The letter escalated a long-running dispute between LePage, who is a Republican, and the administration over several aspects of the food-stamp program. Most recently, LePage had wanted to bar Maine residents from using food stamps to buy unhealthy food. When federal officials rejected his proposal to institute such a rule statewide, LePage reacted angrily.

“It’s time for the federal government to wake up and smell the energy drinks,” he concluded in his letter to Agriculture Secretary Tom Vilsack.

“I will be pursuing options to implement reform unilaterally or cease Maine’s administration of the food stamp program altogether,” the letter continued. “You maintain such a broken program that I do not want my name attached to it.”

The legal implications of LePage’s threat were not immediately clear. If he carries it out, the governor could put federal officials in a bind, forcing them either to find a way to accede to his demands or suspend the program in Maine. The legislature or the courts in the state could conceivably challenge LePage as well.

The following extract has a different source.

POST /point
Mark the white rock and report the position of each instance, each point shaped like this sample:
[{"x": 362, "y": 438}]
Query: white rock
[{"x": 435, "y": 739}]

The governor’s press office did not respond to a request for clarification Wednesday morning.

LePage is one of a number of conservative politicians who have argued that public-assistance programs are wasteful and called for restrictions on how enrollees use their benefits. Policymakers and Mississippi and other states have put forward similar proposals to prevent food stamps from being spent on unhealthy items.

Last year, LePage imposed rules barring residents of the state from receiving food stamps if they had at least $5,000 in assets deemed “non-essential,” such as bank accounts or secondary vehicles.

As of March, 190,000 people were receiving food stamps in Maine, federal data show. The average family received $212 for the month.